“Flossy chicken” ≠ poultry with good dental hygeine: treats from the Malaysian bakery

9 Feb

I love bakeries, especially the Asian Western-style ones, because you can find the most interesting combinations of Orient and Occident. Also, I have fond memories of going to the bakery down the street from my grandma’s place in Tokyo, and sometimes getting to pick out treats like chocolate coronets (kind of a sweet crescent bun filled with chocolate cream) in addition to the morning’s loaf of bread.

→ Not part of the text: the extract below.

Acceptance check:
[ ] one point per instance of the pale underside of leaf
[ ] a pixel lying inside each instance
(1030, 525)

Naturally, I was excited to find that Malaysia (or at least Kuala Lumpur) has a plethora of bakeries, ranging from the authentically European to those catering to the local palate, which seems to like its baked goods on the savory side. It was at Bread Talk that I found the Flossy Chicken:

Reddish color = spicy

Actually, this is Fire Flossy Chicken, although I didn’t find it to be all that spicy. It’s a soft bun, like a dinner roll, topped with chicken “floss” (shredded chicken that’s been dry-cooked to the point where it becomes light and fluffy, like poultry confetti; outside of Malaysia and Indonesia, the floss is made of pork), with a sweet mayonnaise filling. I wasn’t expecting the filling, but it was kind of tasty. Sort of a sweet-and-savory combo. The chicken floss bun seems to be a fixture, as I’ve seen it in other bakeries; Bread Talk, not to be outdone in the originality department, offers variations with nori and “ham” (read: chicken luncheon meat) as well.

For those who suffer no ambiguity in their pastries, there are straight-up sweet rolls.

Kaya roll (L) and red bean roll (R)

The kaya roll (on the left, and those black things on top are sesame seeds) was more like a filled danish. I don’t think I’ve done a post on kaya yet, but I know I’ve talked about it: it’s sort of a coconut curd that’s popular as a spread. It’s equally delicious in a danish-y sweet roll thing. The red bean roll (pictured right) was a twisted bun, with the sweet red bean paste twisted into the dough, rather than a filled bun. I guess the words “sweet” and “bean” don’t appear together very often on Western menus, but Asians have been doing this forever. Think of how odd refried beans must look to someone who’s never had a savory bean dish!